Multimedia: Charles Xavier
Linkin Park - Crawling
-
"Ya insan ırkının hiçbir üyesinin gerçek hakkı yoktur, ya da aynı haklara sahiptir."
- Marquis de Condorcet -
+++
Tahtadan yapılma siyah kapı, pencereden süzen güneş ışığının altında parlıyordu.
5 kişinin gölgesi koridorun zeminine yansırken aralarındaki sessizlik küçük bir mırıldanma ile bozuldu. "Hadi artık." Logan nefesini seslice dışarı verdi. Şu an ki durum onu geriyordu. Zaten üzerine giymiş olduğu takım elbisesi ve kravatı onu boğacakmış gibi geliyordu.
Charles Xavier ellerini arabasının tekerleklerinden çekerken gözlerini az önce mırıldanmış olan Logan'a çevirdi. "Gerginsin." ellerini birleştirdi. Aslında hepsi gergindi.

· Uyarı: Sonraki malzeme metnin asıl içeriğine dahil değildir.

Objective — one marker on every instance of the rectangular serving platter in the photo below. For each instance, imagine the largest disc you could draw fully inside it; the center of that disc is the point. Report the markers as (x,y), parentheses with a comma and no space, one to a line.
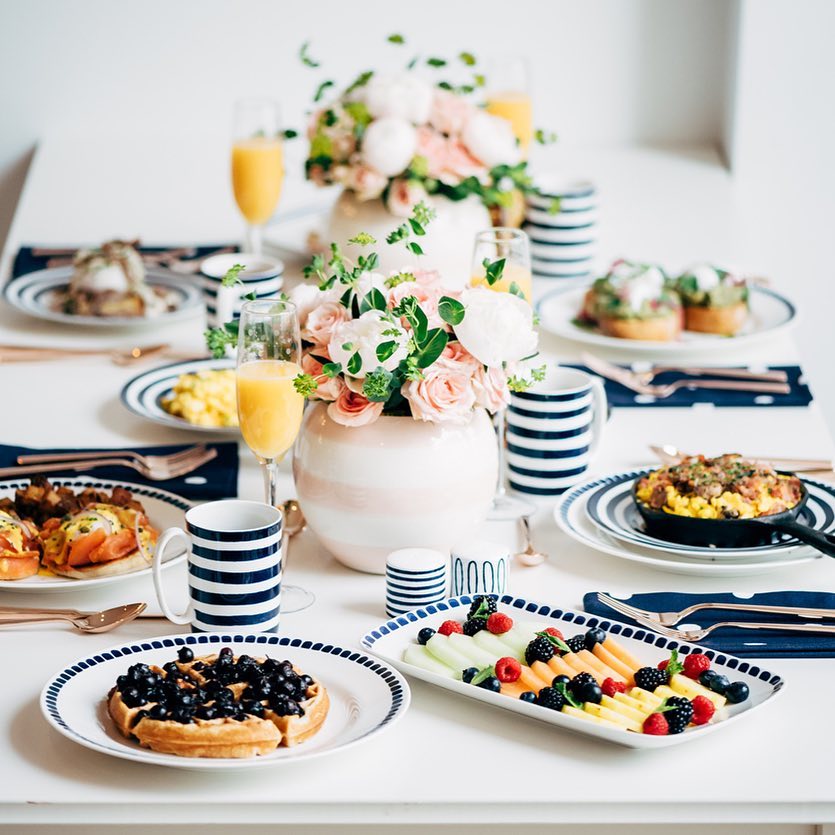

Buradan bir an önce çekip gitmek istiyorlardı. Üzerlerindeki elbiseler onları boğazlayacak gibi geliyordu. Hepsinin kasları gerilmişti.
Logan gözlerini kapıya çevirirken bir elini ceketinin kenarına koyup "Elde değil." dedi. Jean belli belirsiz bir gülümseme ile bu cümlesine tepki vermeyi ihmal etmezken atkuyruğu yaptığı saçlarının bir kaç tutamını arkasına attı. Alnına düşen saç tellerini ağzıyla üfleyerek havalandırdığında Ororo garip bakışlarla onu süzerek "Ne yapıyorsun?" diye mırıldandı.
Jean saç tellerine üflemeyi keserken gözlerine yansımış şaşkınlığını gizlemeden kaşlarını kaldırıp ona döndü. "Şey... hiçbir şey." diyerek onu geçiştirdi. Saç tellerine üflemeyi keserken mırıldanmaları dinlemek ile yetinen ve ağzını bıçak açmayan Scott ifadesizliğini koruyarak gözlerinin etrafını kaplayan kalın gözlüklerini kapıya çevirdi.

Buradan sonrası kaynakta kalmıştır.